Parallel processing will improve FTK's processing speed, but by how much depends on how its computing workload compares with its I/O workload (i.e. reading evidence).  There is a limit to how much additional processing capacity will improve performance.  Eventually this will be limited by I/O bottlenecks, and there is no sign of AccessData tacking that problem.  Ironically, the more inefficient their software is the more there will be to gain from parallel processing.
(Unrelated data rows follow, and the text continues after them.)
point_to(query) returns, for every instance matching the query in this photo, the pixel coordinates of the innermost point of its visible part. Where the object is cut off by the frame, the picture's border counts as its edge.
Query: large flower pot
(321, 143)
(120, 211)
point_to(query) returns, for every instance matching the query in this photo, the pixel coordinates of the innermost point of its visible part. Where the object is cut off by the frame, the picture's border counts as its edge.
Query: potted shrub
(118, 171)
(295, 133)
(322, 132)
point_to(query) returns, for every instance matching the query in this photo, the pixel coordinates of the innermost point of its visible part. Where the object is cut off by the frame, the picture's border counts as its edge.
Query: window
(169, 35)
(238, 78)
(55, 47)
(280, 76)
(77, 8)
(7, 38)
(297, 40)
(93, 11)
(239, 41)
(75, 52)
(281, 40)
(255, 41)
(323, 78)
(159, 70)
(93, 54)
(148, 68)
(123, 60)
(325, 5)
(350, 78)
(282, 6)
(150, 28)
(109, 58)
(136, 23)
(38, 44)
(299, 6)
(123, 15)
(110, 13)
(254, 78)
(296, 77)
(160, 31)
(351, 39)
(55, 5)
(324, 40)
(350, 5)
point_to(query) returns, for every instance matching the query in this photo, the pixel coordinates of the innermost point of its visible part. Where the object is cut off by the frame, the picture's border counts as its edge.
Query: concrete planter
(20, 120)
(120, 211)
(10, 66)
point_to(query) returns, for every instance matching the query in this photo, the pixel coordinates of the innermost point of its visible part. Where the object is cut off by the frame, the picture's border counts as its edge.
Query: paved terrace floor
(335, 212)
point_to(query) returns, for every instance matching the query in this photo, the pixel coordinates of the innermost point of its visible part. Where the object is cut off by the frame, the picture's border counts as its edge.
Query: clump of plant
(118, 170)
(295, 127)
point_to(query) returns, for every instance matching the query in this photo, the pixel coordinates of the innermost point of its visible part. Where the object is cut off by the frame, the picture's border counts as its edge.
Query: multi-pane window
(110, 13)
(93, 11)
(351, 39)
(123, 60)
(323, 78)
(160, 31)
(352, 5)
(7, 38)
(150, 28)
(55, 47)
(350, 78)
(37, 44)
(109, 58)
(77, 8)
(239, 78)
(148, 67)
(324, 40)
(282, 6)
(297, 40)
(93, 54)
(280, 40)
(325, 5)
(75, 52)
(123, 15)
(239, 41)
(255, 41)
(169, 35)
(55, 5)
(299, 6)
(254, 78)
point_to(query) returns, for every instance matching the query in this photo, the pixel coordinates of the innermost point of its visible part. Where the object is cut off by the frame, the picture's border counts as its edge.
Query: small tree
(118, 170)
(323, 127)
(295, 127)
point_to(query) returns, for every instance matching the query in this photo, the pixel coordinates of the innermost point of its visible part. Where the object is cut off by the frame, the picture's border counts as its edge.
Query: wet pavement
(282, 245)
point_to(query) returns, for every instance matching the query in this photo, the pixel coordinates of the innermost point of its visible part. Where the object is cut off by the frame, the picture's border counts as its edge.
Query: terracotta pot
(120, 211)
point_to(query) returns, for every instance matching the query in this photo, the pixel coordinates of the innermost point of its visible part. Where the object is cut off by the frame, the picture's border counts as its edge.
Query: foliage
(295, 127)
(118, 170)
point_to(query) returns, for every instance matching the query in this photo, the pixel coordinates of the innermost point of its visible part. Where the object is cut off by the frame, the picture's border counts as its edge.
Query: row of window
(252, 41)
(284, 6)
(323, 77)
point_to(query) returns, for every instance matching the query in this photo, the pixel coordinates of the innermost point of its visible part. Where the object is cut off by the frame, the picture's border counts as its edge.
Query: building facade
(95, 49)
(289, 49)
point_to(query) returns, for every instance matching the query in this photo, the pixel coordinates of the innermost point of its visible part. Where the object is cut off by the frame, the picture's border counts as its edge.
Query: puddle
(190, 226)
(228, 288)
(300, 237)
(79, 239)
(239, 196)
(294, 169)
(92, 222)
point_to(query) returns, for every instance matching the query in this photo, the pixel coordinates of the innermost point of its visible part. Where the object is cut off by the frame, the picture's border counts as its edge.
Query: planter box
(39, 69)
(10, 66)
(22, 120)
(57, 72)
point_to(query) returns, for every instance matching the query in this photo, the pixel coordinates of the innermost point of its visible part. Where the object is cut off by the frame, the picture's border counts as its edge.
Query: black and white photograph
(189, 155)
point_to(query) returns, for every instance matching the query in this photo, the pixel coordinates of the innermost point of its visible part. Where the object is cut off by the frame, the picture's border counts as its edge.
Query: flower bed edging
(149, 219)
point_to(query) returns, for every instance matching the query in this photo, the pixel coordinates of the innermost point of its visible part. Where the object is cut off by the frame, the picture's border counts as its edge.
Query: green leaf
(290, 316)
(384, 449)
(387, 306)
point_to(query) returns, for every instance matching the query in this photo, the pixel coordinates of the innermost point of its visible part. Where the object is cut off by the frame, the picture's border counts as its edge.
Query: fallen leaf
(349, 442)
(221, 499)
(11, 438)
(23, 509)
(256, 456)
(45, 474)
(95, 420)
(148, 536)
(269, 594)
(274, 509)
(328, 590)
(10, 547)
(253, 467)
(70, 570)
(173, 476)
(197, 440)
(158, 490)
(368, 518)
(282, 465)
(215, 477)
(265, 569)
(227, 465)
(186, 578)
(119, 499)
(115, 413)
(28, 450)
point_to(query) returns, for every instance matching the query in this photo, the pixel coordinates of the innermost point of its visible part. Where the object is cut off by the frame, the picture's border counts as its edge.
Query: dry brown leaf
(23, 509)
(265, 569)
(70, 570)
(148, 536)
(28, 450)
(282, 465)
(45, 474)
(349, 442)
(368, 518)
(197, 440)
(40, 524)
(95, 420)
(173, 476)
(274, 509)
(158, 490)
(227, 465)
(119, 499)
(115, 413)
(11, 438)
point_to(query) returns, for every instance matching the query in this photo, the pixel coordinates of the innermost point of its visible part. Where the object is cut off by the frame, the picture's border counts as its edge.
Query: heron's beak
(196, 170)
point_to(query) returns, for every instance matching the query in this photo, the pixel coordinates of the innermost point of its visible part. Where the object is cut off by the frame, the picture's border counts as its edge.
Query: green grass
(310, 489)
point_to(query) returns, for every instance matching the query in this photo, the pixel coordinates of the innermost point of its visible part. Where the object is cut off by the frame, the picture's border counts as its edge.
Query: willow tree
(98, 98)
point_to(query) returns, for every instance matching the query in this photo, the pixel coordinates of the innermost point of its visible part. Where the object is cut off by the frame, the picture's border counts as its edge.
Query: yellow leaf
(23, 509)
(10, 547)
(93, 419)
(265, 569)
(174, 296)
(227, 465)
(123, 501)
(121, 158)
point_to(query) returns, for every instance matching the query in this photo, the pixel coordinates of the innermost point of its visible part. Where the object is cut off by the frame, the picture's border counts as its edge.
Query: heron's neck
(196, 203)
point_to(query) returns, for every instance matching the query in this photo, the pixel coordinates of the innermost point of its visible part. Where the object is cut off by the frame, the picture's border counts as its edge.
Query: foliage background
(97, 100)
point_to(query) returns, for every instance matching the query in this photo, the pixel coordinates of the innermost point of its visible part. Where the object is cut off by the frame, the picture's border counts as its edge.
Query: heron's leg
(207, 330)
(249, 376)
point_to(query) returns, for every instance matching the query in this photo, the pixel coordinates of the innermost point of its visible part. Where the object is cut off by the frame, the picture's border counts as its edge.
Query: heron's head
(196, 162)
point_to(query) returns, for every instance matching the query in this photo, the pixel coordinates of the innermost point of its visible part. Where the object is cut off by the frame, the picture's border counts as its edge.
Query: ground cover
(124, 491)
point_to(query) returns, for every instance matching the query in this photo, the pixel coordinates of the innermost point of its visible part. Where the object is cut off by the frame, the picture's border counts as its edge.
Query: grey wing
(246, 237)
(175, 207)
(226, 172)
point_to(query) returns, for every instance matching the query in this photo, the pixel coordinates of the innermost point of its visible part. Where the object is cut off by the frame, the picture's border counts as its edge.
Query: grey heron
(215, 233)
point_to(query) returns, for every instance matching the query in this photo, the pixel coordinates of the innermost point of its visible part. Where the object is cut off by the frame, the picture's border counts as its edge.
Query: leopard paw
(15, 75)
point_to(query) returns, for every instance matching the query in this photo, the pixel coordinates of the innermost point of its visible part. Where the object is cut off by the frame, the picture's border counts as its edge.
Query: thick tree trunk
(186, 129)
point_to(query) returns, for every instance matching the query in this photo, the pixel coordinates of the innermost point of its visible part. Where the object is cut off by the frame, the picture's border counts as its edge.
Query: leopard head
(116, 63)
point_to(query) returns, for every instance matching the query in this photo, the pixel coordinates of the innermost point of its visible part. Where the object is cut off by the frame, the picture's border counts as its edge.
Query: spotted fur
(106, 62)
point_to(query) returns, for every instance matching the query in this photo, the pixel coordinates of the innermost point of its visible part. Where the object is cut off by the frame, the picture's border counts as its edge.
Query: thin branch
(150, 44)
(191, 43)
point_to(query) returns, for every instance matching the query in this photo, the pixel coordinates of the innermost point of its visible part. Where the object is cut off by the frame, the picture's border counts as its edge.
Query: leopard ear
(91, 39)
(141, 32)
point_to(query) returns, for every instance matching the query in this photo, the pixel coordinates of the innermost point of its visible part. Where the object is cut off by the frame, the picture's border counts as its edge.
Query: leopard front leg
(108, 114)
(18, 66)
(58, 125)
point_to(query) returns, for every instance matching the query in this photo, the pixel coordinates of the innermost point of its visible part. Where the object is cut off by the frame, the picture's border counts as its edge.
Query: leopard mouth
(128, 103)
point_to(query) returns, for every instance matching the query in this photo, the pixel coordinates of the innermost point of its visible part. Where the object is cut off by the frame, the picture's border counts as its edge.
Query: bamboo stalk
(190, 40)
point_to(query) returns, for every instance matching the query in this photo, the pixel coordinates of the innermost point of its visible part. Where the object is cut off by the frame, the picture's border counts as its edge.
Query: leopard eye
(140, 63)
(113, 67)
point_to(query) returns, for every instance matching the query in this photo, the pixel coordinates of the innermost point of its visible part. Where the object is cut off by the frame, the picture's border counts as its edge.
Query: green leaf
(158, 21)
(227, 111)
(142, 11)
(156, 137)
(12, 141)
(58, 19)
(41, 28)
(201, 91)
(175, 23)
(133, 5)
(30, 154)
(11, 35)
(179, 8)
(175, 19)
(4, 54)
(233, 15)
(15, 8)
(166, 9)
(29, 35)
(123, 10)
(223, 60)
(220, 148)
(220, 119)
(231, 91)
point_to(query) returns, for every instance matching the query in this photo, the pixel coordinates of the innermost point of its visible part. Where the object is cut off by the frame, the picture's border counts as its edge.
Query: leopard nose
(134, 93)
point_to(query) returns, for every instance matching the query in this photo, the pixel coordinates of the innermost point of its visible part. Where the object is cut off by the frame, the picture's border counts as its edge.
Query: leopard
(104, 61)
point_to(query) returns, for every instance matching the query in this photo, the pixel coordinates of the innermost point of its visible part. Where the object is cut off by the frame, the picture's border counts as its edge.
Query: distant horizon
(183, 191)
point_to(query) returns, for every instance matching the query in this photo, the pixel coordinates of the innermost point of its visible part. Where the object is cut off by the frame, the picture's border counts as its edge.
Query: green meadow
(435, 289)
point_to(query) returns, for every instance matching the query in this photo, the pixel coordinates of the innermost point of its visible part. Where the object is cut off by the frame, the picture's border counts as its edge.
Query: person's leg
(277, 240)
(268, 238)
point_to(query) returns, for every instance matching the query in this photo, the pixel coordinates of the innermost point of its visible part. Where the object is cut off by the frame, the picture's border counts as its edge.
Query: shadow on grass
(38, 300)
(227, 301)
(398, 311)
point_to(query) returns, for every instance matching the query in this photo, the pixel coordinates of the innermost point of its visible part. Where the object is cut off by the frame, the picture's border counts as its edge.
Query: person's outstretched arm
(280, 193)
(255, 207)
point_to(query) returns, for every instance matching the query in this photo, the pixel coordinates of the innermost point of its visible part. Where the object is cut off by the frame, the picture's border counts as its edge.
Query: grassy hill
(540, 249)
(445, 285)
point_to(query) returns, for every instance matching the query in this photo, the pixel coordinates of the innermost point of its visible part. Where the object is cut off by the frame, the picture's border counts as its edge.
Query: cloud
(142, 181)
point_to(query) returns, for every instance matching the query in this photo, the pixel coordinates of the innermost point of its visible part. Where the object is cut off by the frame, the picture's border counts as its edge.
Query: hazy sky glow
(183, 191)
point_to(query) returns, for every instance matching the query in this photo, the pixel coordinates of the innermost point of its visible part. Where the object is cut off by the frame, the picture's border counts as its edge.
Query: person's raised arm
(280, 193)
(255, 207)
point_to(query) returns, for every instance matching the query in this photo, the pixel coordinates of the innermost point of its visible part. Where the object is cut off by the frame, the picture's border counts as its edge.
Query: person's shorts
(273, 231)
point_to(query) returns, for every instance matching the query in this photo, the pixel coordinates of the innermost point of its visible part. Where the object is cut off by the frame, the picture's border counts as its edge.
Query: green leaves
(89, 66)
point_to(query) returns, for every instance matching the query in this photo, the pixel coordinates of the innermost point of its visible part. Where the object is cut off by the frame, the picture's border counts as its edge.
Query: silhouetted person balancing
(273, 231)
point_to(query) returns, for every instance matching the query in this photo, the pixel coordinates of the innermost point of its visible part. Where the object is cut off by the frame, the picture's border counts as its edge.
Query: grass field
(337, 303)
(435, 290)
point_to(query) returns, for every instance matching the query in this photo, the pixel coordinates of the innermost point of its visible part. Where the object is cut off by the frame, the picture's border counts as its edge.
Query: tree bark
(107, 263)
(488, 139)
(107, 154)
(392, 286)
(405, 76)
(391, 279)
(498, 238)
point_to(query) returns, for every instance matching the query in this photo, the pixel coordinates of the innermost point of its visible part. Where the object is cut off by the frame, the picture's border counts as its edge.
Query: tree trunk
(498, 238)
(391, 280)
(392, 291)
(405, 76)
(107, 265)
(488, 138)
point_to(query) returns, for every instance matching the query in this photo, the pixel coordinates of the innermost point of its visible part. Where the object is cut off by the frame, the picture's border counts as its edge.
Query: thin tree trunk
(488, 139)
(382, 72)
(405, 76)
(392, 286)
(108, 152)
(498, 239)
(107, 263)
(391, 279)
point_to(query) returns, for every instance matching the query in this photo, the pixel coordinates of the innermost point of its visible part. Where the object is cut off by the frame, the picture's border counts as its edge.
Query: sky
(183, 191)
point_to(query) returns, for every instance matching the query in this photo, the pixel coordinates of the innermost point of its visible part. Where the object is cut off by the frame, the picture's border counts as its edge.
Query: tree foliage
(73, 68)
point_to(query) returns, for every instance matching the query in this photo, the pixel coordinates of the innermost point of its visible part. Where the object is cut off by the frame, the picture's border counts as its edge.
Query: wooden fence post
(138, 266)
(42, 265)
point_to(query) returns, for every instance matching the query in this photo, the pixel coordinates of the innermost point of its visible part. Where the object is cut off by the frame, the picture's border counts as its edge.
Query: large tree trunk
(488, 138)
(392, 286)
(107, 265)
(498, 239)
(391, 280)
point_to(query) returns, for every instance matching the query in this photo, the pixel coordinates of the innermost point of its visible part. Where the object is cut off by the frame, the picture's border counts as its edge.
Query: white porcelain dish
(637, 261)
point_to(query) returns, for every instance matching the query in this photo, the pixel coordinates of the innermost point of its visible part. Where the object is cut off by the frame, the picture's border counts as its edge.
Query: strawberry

The idea of using multiple computers to share the workload of computer forensic processing is not new.  Golden Richard III et al at the University of New Orleans published a paper in 2004 entitled "Breaking the Performance Wall: The Case for Distributed Digital Forensics".  They proposed using clusters of commodity computers (Beowulf clusters) to speed up computer forensic analysis - although their prototype system was only capable of holding evidence data in RAM.  My recent paper "A Second Generation Computer Forensic Analysis System" extends this idea in a variety of ways, including through the use of parallel (or clustered) file systems to eliminate the I/O bottleneck, thus making it possible to realise the full benefits of parallel processing. (Some of the methods described in my paper are the subject of NZ Patent Application 579120).